Post-cinematic analysis

July 03, 2008

Does seeing a good movie ever really make you want to go out and gorilla-produce your own masterpiece?  We watched Wall-E tonight and it kind of had that effect on me, although it also made me wish I could work on computing problems that would yield something as cool and as tangible as a feature film.  While I work at a cool place, I don’t often feel truly connected to the cool stuff that we do.  There’s two ways to look at that:  I’m stuck in a backwater or I’m not trying hard enough to get involved.

That comes back to one of those “two kinds of people” generalizations: there are those that let things happen to them, and those that make things happen.  No one can truly be completely one way or the other; even really passive people find food, and the most assertive/agressive people I know still pay taxes, but there are ways to polarize both of those things.  “I don’t know, what do you want to eat?” is a common refrain around my home, so it’s probably obvious with which group I tend to hang.
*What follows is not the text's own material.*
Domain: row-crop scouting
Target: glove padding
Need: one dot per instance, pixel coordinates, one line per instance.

Knowing how much pressure to apply is something I struggle with constantly.  There may be things I really want, but there’s also trying and pushing too hard.  I often find myself being aggressive-passive, forf lack of the right term; I’ll push really hard to start something and then lose interest or energy shortly after I get started.  Unfortunately, I’ve gotten good enough at it that I manage to build up enough momentum at first that I can coast through.  That can appear really annoying to others because it makes it seem like everything comes easily to me.  Building up that initial momentum is hard and takes a lot out of me, so I naturally want to fall back to my passive state right afterwards.  Of course that also means I end up disappointed — no one ever gets all of what they want by having a great start, a tepid second act, and a phoned-in ending.